I percorsi del Cardarelli, ospedale che anche formalmente è misto, sono disciplinati da istruzioni operative e supporti tecnologici che «dovrebbero rendere sicura la permanenza e il trasporto dei pazienti».
E che il dg della Programmazione sanitaria del ministero della Salute Andrea Urbani usi il condizionale già denota che la relazione sulla visita ispettiva, da lui stesso disposta e svoltasi in tutti e tre gli ospedali Asrem e nella casa della salute di Larino, non è tenera. Non punitiva, nessun verbale ispettivo del dicastero, a meno di macroscopiche illegittimità, lo è. Tuttavia, le «azioni di miglioramento» chieste alla Regione sono precise. E i rilievi da cui scaturiscono numerosi.
La nota, e così fu per la visita che si è svolta il 27 e 28 gennaio scorsi, ripercorre anche le criticità segnalate nelle sue relazioni dal commissario della sanità Angelo Giustini. Per esempio, contrariamente a quanto da lui evidenziato, la separazione nel blocco operatorio fra terapie intensive Covid e non Covid agli ispettori coordinati dalla dottoressa Simona Carbone è sembrata efficace. Ma dalla sezione Covid della rianimazione del Cardarelli, si deve passare in un corridoio pulito per andarsi a svestire – rileva il verbale – con «rischio di contaminazione».
Inoltre, solo in alcuni casi e non sempre le operazioni non urgenti di pazienti che avranno poi bisogno di terapia intensiva post intervento vengono programmate negli ospedali di Isernia e Termoli. E, chicca interessante, la direzione strategica di Asrem che qualche mese fa in una riunione ha chiesto ai primari di autogestirsi, non dando quindi indicazioni imperative sullo spostamento delle attività programmate negli spoke visto che l’hub ha la terapia intensiva dedicata solo al Covid, ha addebitato l’inadempimento alla «resistenza dei professionisti chirurghi a riconfigurare le proprie attività sulla base delle mutate esigenze». Naturalmente, Roma ha quindi segnalato «la mancata governance delle liste operatorie con potenziale inappropriatezza di indicazioni e tipologia di interventi da non differire». E la mancanza di una governance di direzione medica di presidio.

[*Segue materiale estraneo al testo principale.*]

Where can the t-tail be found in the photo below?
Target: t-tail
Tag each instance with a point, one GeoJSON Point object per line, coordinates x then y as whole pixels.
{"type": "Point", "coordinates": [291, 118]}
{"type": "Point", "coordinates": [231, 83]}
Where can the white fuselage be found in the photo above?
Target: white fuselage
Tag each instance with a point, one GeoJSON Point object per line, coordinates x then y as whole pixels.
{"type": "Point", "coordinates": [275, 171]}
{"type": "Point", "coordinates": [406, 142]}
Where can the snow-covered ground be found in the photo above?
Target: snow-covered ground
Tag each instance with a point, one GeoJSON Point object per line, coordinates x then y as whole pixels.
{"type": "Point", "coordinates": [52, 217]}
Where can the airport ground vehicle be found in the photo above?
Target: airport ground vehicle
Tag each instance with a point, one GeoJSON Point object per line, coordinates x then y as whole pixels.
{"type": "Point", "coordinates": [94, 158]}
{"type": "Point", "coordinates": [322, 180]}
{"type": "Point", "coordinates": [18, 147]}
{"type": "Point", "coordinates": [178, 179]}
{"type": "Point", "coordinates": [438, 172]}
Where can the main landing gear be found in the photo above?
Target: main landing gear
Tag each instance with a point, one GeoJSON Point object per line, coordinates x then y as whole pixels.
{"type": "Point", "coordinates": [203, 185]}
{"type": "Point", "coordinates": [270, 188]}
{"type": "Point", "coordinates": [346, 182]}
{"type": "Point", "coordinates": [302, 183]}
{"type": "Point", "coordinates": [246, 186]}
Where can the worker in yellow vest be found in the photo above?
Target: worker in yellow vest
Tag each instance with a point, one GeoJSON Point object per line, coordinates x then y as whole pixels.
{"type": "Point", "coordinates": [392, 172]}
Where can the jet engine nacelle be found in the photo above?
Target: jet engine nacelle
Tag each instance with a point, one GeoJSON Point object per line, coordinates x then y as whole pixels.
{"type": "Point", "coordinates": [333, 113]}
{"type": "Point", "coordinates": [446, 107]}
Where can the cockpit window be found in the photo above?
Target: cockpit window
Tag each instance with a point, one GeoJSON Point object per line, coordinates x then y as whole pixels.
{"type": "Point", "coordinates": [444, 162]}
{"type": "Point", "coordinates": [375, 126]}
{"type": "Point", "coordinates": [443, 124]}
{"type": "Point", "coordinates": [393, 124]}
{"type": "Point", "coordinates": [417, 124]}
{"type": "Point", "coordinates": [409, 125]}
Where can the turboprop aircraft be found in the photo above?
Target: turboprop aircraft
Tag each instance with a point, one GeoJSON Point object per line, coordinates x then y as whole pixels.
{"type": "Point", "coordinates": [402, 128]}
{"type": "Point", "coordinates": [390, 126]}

Nel verbale c’è, finalmente, anche una indicazione chiara di dove sono dislocati i posti aggiuntivi di terapia intensiva attivati per l’emergenza pandemica. Sei in più a Campobasso e 3 in più a Isernia.
Ancora, gli ispettori scrivono che non c’è evidenza di procedure e percorsi per la gestione delle reti tempo dipendenti in particolare per i pazienti che hanno bisogno di interventi simultanei.

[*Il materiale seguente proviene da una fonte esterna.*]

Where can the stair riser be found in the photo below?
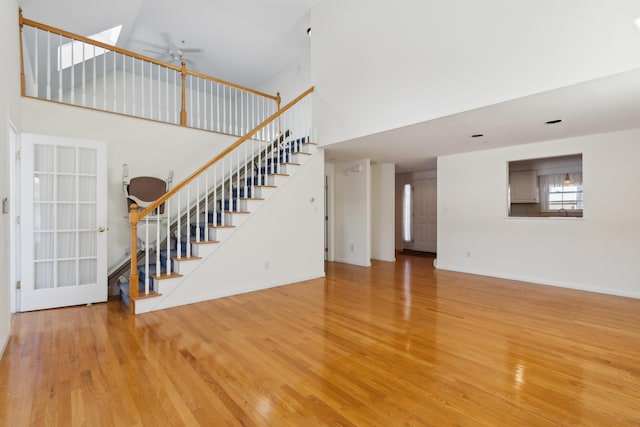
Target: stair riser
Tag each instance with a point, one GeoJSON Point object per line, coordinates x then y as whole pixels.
{"type": "Point", "coordinates": [219, 234]}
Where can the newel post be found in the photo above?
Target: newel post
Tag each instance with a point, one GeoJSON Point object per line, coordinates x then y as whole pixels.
{"type": "Point", "coordinates": [23, 84]}
{"type": "Point", "coordinates": [133, 275]}
{"type": "Point", "coordinates": [183, 111]}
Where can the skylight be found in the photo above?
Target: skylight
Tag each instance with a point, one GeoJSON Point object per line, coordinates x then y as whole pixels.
{"type": "Point", "coordinates": [72, 53]}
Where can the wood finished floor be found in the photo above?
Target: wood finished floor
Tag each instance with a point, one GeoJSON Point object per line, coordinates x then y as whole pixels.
{"type": "Point", "coordinates": [398, 344]}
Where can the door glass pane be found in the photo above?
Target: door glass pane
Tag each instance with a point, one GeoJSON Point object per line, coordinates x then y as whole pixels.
{"type": "Point", "coordinates": [66, 219]}
{"type": "Point", "coordinates": [43, 158]}
{"type": "Point", "coordinates": [66, 245]}
{"type": "Point", "coordinates": [66, 159]}
{"type": "Point", "coordinates": [43, 275]}
{"type": "Point", "coordinates": [88, 242]}
{"type": "Point", "coordinates": [66, 188]}
{"type": "Point", "coordinates": [43, 245]}
{"type": "Point", "coordinates": [43, 216]}
{"type": "Point", "coordinates": [88, 160]}
{"type": "Point", "coordinates": [87, 220]}
{"type": "Point", "coordinates": [87, 189]}
{"type": "Point", "coordinates": [88, 272]}
{"type": "Point", "coordinates": [43, 188]}
{"type": "Point", "coordinates": [66, 273]}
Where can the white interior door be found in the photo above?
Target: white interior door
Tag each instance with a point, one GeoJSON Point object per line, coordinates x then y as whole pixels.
{"type": "Point", "coordinates": [63, 218]}
{"type": "Point", "coordinates": [425, 222]}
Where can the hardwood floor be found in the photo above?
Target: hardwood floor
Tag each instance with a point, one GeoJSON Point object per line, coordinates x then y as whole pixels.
{"type": "Point", "coordinates": [394, 345]}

Al San Timoteo di Termoli, promiscuità dei percorsi con locali di vestizione e vestizione non configurati correttamente. Al Veneziale i rilievi degli ispettori sono molto numerosi: fra questi, «inadeguate condizioni igienico­sanitarie dei blocchi operatori».
Capitolo Vietri, che ieri ha fatto capolino sulla stampa locale perché il più ‘appetibile’ viste le polemiche che ancora si alimentano. Gli ispettori di Urbani hanno confermato quello che gli atti di programmazione sanitaria degli ultimi anni hanno sancito: è «inidoneo alla riconversione parziale o totale in ospedale Covid» perché non c’è laboratorio analisi ma solo un punto prelievi, non c’è la radiologia e la terapia intensiva, quella vecchia presente «mai attivata e ormai datata». E, dulcis in fundo, non c’è personale.

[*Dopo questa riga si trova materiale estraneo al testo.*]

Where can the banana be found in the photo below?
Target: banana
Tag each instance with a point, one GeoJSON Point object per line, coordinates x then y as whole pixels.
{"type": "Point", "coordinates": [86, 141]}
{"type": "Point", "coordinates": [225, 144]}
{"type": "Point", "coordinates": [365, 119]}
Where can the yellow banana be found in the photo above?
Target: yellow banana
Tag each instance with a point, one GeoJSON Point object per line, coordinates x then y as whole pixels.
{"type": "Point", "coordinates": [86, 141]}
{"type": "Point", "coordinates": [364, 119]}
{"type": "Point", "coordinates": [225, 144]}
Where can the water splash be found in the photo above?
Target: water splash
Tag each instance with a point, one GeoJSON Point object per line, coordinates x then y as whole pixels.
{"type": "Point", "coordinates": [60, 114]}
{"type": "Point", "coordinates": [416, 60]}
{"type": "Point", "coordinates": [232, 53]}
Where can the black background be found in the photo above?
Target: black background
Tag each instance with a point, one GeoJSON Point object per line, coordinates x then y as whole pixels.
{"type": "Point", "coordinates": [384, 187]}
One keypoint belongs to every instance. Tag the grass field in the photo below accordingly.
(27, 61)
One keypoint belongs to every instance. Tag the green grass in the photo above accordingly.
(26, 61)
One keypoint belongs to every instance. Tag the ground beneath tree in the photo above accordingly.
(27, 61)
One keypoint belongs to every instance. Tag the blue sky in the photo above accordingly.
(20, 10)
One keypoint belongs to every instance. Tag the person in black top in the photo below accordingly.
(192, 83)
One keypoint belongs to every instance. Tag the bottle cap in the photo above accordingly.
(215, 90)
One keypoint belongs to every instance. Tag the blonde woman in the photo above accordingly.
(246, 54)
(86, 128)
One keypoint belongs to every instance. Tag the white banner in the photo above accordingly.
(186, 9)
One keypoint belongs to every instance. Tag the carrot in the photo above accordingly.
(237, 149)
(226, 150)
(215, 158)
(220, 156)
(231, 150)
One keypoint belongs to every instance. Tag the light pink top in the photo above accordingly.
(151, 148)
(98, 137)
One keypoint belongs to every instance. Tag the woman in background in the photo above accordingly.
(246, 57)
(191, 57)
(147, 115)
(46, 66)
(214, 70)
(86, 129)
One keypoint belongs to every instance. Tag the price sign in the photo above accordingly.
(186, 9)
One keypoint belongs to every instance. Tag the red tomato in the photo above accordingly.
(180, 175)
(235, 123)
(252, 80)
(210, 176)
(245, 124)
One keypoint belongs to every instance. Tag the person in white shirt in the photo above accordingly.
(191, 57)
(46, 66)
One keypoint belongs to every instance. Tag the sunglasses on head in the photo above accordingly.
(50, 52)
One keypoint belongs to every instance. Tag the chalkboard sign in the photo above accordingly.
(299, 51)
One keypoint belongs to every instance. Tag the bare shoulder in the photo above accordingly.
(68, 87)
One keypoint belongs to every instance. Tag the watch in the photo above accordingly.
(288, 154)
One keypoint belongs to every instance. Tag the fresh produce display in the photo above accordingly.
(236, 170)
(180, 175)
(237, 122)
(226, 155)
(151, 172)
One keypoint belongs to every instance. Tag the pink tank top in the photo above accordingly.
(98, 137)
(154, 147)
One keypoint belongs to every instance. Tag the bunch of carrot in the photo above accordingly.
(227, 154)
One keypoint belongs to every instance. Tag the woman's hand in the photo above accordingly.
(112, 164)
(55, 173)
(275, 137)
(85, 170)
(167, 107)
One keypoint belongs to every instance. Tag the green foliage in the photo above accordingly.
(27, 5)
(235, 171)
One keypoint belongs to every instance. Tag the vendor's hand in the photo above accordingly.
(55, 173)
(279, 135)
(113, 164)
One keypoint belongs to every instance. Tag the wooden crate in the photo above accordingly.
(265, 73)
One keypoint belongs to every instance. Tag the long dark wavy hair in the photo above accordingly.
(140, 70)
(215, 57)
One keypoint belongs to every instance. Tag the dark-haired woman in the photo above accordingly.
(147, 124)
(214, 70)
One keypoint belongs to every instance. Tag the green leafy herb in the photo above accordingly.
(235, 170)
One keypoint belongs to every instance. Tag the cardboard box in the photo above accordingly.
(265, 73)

Anzi, scrive Urbani (che pure una settimana fa a Giustini da quanto è trapelato aveva dato un assenso all’utilizzo parziale per il Covid pur con precise prescrizioni) in chiusura della relazione, la casa della salute di Larino va orientata verso quello che i decreti 48 e 65 di Giustini prevedono e cioè l’assistenza in Adi delle patologie croniche e la riabilitazione e gli ambulatori post Covid.
Queste sono solo alcune delle considerazioni all’esito dell’ispezione. Nessun vincitore e nessun vinto: tutti sono chiamati a mettere in campo i miglioramenti richiesti dal Ministero e a far sapere a Roma entro quanto tempo li realizzeranno.